Mike Huckabee, the former governor of Arkansas who ran an unconventional and surprisingly successful campaign in 2008, has, like Mitt Romney, formed a PAC to aid Republican congressional candidates. As the host of a variety show on Fox News, Huckabee has offered consistent, biting critiques of the Wall Street bailout, the auto industry bailout, and other measures he derides, in his trademark populist language, as little more than socialism for the rich. Of all the potential Republican candidates in 2012, Huckabee is by far the most interesting.

Then, of course, there is a wide array of conservative Southerners for Republicans to choose from. Texas Senator Kay Bailey Hutchison might be positioning herself for a presidential run by challenging current Texas Governor Rick Perry. The danger is that her moderately pro-choice position - she favors a number of abortion restrictions, including parental notification laws, but she is also in favor of Roe v. Wade - will undermine her candidacy. Governor Haley Barbour of Mississippi, the former chair of the Republican National Committee, is deeply familiar with the inner workings of the party and the fundraising demands of a presidential run. He has also positioned himself on the right of the party by adamantly opposing President Obama's stimulus package, and he gained a reputation for competence with his relatively successful handling of the aftermath of Hurricane Katrina. Yet Barbour has also said that Republicans have an obligation to "squelch" their presidential ambitions until after 2010, and that gag order presumably applies to him as well.

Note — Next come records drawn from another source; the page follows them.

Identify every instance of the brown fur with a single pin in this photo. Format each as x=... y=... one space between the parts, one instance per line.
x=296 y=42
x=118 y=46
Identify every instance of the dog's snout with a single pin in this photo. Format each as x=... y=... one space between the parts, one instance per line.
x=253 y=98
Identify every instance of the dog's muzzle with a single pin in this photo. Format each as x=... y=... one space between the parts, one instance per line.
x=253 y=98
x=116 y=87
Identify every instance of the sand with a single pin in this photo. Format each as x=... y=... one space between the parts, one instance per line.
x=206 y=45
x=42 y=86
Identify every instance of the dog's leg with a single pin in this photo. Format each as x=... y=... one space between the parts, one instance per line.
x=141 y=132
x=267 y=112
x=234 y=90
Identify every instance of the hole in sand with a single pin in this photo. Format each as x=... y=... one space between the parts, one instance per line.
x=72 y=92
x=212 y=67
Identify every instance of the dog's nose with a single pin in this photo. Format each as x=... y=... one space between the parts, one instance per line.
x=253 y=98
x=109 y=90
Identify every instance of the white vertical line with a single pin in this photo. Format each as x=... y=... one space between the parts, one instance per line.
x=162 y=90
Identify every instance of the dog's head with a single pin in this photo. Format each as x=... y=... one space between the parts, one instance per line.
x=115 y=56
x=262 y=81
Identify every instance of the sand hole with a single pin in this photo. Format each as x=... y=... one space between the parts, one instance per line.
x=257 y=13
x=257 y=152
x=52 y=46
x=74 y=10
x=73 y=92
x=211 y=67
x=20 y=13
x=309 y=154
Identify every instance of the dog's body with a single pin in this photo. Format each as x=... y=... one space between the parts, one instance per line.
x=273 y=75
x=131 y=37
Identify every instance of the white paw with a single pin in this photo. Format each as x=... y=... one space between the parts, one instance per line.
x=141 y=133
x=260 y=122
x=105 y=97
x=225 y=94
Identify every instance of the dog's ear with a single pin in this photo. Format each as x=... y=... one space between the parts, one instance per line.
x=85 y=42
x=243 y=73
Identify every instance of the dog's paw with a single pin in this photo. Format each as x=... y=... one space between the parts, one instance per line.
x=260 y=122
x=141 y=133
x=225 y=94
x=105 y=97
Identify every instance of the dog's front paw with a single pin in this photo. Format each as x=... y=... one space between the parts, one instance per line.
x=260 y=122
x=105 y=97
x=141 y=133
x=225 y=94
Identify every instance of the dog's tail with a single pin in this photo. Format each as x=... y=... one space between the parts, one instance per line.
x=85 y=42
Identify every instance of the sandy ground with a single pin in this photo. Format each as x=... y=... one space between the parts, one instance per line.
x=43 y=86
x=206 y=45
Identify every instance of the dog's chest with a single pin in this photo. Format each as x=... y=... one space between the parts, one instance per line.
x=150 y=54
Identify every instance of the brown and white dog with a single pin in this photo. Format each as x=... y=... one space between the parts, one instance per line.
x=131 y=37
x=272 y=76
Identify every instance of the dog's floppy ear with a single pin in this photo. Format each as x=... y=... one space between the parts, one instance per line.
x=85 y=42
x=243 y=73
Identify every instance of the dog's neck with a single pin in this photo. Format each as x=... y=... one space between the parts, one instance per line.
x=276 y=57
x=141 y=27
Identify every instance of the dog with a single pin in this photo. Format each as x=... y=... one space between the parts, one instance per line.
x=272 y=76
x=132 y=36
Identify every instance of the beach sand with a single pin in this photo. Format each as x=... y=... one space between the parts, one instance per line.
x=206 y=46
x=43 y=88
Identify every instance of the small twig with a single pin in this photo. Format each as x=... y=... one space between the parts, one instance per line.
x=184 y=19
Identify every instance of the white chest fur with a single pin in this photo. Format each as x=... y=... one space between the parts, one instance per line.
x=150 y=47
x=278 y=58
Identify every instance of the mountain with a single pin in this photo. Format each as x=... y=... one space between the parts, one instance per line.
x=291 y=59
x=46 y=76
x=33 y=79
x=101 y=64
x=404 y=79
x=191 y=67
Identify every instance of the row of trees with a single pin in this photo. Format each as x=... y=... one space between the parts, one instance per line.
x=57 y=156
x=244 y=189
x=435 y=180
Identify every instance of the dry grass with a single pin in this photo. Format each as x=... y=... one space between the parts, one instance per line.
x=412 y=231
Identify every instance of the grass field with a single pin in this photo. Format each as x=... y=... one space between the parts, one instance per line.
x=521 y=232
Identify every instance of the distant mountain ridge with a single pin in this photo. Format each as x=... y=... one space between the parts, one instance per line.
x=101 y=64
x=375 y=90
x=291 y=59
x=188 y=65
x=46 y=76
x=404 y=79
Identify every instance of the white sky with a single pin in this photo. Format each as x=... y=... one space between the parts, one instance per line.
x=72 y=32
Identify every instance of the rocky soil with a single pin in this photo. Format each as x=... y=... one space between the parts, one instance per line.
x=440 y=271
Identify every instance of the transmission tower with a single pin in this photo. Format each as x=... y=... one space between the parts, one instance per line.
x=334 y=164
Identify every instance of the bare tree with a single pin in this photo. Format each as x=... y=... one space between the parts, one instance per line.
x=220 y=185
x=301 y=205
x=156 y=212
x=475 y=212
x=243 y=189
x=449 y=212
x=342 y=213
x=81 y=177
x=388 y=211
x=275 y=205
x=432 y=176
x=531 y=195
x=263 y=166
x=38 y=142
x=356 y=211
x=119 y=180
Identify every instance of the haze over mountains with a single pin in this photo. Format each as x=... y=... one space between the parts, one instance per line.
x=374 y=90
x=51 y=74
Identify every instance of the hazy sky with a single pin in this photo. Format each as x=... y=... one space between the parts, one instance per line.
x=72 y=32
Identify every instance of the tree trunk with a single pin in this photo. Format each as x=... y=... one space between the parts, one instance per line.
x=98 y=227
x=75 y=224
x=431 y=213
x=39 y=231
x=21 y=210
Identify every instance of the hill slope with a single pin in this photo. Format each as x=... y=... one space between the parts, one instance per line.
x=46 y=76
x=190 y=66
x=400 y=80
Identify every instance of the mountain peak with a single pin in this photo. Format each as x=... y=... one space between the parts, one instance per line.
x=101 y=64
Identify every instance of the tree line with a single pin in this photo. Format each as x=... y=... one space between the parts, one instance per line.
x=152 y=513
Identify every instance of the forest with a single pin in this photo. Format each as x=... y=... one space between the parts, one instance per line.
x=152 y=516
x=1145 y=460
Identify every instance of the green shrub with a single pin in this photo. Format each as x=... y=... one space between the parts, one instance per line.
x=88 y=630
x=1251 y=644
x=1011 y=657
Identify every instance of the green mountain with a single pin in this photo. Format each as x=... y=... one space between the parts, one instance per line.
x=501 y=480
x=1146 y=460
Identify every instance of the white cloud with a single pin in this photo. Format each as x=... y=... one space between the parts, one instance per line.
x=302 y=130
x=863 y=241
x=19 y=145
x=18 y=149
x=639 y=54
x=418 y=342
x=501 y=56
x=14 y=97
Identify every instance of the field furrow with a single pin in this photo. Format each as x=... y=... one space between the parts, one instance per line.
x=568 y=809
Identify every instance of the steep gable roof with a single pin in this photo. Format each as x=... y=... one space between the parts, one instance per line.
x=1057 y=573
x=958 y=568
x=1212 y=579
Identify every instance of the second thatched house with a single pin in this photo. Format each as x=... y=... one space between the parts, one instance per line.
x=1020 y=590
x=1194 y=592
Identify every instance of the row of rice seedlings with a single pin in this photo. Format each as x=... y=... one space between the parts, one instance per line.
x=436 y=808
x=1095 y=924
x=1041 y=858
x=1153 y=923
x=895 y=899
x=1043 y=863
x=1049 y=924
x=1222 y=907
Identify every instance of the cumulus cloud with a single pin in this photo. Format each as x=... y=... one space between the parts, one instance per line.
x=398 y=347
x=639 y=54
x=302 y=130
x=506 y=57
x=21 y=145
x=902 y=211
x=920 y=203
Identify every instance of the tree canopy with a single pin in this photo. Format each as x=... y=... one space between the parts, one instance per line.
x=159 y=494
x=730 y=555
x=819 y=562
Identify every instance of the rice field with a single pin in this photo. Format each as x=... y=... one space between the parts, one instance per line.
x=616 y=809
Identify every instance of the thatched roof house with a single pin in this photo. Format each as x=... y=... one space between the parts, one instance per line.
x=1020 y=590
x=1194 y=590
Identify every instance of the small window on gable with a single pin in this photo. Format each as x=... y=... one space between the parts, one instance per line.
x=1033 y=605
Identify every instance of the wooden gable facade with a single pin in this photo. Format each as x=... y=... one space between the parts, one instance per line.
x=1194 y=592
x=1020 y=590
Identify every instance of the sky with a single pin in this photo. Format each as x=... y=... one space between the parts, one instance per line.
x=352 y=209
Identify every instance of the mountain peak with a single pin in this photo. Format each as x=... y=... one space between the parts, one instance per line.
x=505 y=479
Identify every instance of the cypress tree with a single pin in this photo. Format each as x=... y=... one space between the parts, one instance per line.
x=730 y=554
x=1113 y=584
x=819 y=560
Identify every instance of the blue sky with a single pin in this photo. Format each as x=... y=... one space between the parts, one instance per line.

Clearly Mark Sanford, the governor of South Carolina, hasn't gotten the message. As a foot-solder in Newt Gingrich's Republican revolution, Sanford made his reputation as a committed porkbuster and skinflint, going so far as to sleep in his congressional office. During his contentious first term as governor, Sanford waged war against Republicans in the legislature over what he saw as their excessive spending. He also unsuccessfully backed a voucher-like program that garnered considerable enthusiasm among libertarian activists, many of whom consider Sanford one of their own. Interestingly enough, Sanford is the only mainstream Republican to have attracted the attention of Ron Paul's loyal grassroots army. And by forcefully opposing the stimulus package, on television and op-ed pages, Sanford has raised his national profile considerably. Like Bill Clinton, another wonky Southern governor, Sanford might wind up as a come-from-behind nominee.